Alteration of pancreatic carcinoma and promyeloblastic cell adhesion in liver microvasculature by co-culture of hepatocytes, hepatic stellate cells and endothelial cells in a physiologically-relevant model.

In vitro models of the liver microvasculature, especially with respect to cancer cell extravasation, should include not only endothelial and cancer cells but also surrounding cells to mimic the physiological situation. To this end, in the present study, we established a physiologically-relevant hierarchical co-culture model by stacking layers of primary rat hepatocytes (Hep), hepatic stellate cells embedded in collagen gel (LX-2) and endothelial cells (HUVECs) on a specially designed oxygen-permeable polydimethylsiloxane PDMS bottom plate. The model was used to investigate the role and contribution of each of the three cell types in pancreatic cancer and promyeloblast cell adhesion.

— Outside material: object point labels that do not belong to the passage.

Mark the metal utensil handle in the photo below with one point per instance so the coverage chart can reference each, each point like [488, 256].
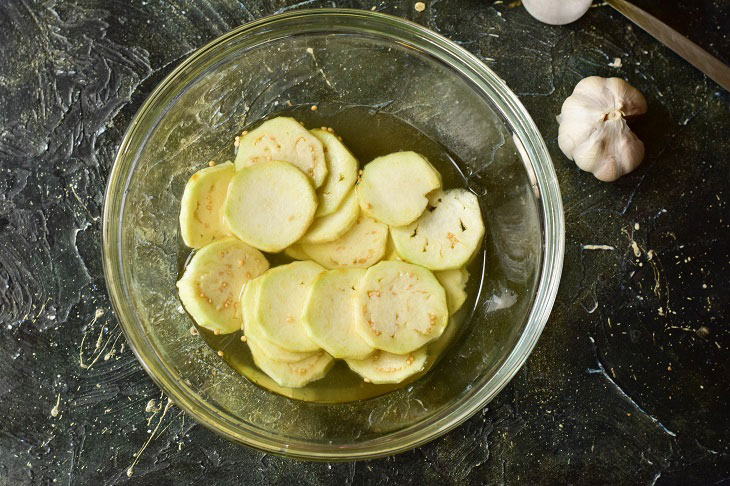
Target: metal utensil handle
[691, 52]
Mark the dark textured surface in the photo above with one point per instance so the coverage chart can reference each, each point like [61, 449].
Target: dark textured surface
[628, 385]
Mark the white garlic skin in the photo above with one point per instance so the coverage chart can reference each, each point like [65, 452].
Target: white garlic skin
[593, 130]
[557, 12]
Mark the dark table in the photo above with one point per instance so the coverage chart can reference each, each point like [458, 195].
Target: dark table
[629, 384]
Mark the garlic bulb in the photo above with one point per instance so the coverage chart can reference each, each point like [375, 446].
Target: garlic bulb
[593, 129]
[557, 12]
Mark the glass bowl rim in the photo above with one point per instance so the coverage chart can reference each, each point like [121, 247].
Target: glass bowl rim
[552, 220]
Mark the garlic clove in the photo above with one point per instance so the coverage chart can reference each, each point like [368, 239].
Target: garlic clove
[610, 152]
[557, 12]
[593, 130]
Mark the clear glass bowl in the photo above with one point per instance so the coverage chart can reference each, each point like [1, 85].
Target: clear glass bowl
[344, 57]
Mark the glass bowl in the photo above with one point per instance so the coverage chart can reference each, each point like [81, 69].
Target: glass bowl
[334, 58]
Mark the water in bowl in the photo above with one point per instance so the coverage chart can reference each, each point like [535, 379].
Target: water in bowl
[368, 133]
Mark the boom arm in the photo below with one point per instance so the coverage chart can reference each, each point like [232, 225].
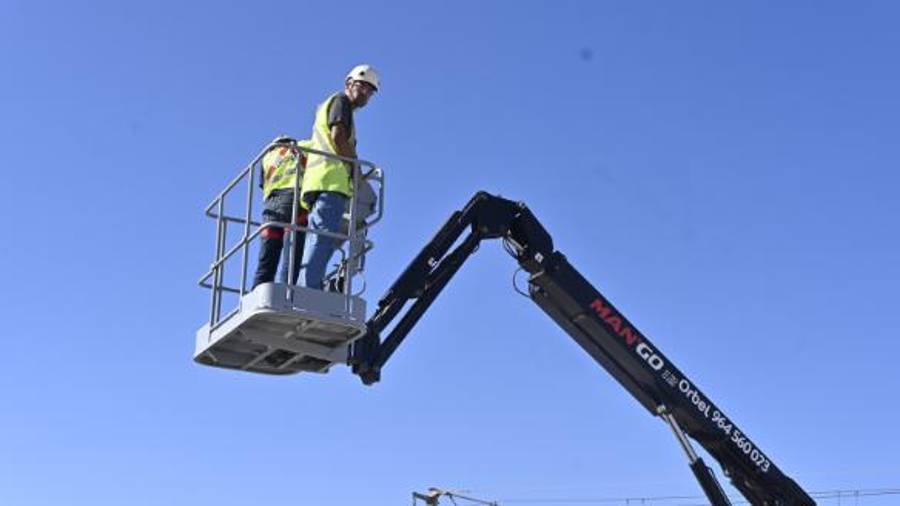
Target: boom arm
[595, 324]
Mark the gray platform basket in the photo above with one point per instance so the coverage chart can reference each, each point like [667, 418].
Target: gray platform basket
[277, 328]
[274, 335]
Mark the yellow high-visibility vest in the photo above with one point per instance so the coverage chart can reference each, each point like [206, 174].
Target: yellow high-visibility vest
[281, 165]
[322, 173]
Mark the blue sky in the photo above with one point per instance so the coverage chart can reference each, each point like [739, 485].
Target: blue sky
[725, 174]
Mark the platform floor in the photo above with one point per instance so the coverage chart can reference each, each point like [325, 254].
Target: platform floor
[273, 335]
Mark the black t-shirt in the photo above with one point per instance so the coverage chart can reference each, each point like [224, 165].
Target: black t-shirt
[341, 111]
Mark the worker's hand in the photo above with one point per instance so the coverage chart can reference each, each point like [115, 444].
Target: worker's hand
[284, 139]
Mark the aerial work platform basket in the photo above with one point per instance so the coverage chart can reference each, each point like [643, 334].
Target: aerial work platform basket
[279, 327]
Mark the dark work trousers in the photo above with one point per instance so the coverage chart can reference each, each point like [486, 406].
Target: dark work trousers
[278, 207]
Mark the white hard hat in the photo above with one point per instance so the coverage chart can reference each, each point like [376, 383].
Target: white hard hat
[365, 73]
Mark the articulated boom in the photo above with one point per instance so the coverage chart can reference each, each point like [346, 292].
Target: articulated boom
[595, 324]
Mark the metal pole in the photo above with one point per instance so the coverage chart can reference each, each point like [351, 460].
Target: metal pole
[295, 208]
[245, 241]
[220, 272]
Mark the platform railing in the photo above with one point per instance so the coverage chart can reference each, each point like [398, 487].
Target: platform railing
[353, 245]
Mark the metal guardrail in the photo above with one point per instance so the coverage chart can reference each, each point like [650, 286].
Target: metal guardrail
[353, 244]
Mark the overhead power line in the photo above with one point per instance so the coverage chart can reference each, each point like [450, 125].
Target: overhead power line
[698, 500]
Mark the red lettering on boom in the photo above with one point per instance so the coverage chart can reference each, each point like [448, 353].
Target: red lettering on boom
[615, 321]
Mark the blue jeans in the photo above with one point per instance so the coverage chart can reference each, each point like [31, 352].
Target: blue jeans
[326, 214]
[277, 207]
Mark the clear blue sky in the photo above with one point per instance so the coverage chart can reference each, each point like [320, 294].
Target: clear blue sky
[727, 175]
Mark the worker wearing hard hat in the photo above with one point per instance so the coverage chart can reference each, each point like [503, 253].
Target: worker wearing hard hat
[282, 165]
[327, 182]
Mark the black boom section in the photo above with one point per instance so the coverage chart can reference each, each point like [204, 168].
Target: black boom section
[616, 344]
[595, 324]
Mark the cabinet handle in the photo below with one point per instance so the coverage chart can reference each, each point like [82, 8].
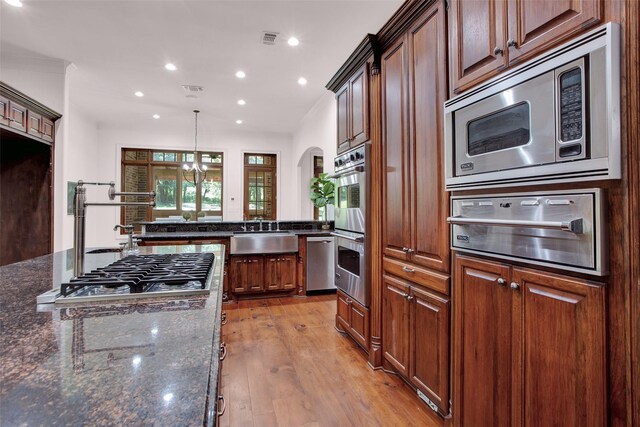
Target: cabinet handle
[223, 351]
[224, 405]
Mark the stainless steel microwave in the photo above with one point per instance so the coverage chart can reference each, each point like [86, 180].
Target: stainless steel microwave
[553, 119]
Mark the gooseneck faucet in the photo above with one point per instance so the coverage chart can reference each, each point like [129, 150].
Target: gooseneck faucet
[79, 216]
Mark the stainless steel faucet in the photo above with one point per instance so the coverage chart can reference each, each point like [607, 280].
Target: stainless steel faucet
[129, 229]
[79, 216]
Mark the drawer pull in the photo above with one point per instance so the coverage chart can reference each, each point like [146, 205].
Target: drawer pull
[223, 351]
[224, 405]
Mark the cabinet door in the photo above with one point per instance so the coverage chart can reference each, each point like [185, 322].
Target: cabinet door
[359, 323]
[4, 111]
[430, 326]
[395, 324]
[427, 92]
[239, 274]
[476, 41]
[17, 116]
[342, 99]
[272, 273]
[255, 274]
[343, 311]
[34, 124]
[288, 272]
[482, 347]
[396, 229]
[559, 327]
[359, 111]
[48, 130]
[536, 25]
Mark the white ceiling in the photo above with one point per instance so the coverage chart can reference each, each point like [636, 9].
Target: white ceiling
[120, 47]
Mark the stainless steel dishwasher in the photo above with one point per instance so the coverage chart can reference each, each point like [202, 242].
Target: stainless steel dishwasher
[320, 264]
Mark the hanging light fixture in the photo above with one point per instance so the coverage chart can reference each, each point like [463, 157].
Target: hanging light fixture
[195, 173]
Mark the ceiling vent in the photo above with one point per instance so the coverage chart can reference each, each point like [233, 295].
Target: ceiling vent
[193, 91]
[269, 37]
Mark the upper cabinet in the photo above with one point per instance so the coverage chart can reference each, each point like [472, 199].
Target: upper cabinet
[351, 86]
[415, 204]
[26, 116]
[486, 36]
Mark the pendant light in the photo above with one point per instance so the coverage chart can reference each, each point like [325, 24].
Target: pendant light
[195, 173]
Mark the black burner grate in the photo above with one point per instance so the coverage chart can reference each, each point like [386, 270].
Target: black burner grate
[141, 272]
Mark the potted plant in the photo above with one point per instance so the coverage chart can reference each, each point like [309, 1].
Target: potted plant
[322, 194]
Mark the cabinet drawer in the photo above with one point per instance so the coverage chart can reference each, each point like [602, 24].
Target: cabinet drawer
[429, 279]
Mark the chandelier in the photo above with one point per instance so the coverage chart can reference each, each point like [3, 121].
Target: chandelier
[195, 173]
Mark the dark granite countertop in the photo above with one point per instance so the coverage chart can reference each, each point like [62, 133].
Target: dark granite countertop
[147, 362]
[178, 235]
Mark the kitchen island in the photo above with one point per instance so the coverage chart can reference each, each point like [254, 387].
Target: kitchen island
[141, 362]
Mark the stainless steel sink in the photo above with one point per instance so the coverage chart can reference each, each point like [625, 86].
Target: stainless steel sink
[263, 243]
[104, 250]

In particular, we showed an increase in albumin production by the primary hepatocytes and in the consumption of the produced vascular endothelial growth factors (VEGFs). Furthermore, in co-culture, the HUVECs exhibited a mature vascular endothelial and non-inflamed phenotype, as evidenced by Stabilin-1, lymphatic vessel endothelial hyaluronan receptor-1 (LYVE-1), intercellular adhesion molecule (ICAM-1), and vascular adhesion protein-1 (VAP-1) expression. The HUVECs were also successfully activated with an inflammatory cytokine and their ICAM-1 response was found to be higher in monoculture compared to co-culture. Additionally, the adhesion of MiaPaCa-2 pancreatic cancer cells and HL60 promyeloblasts was tested in both cases (i.e.: activation or not by an inflammatory cytokine). It has been found that their adhesion was always reduced in the co-culture model. These results highlight the importance of integrating hepatic stellate cells in the design of biomimetic models of the hepatic endothelial barrier.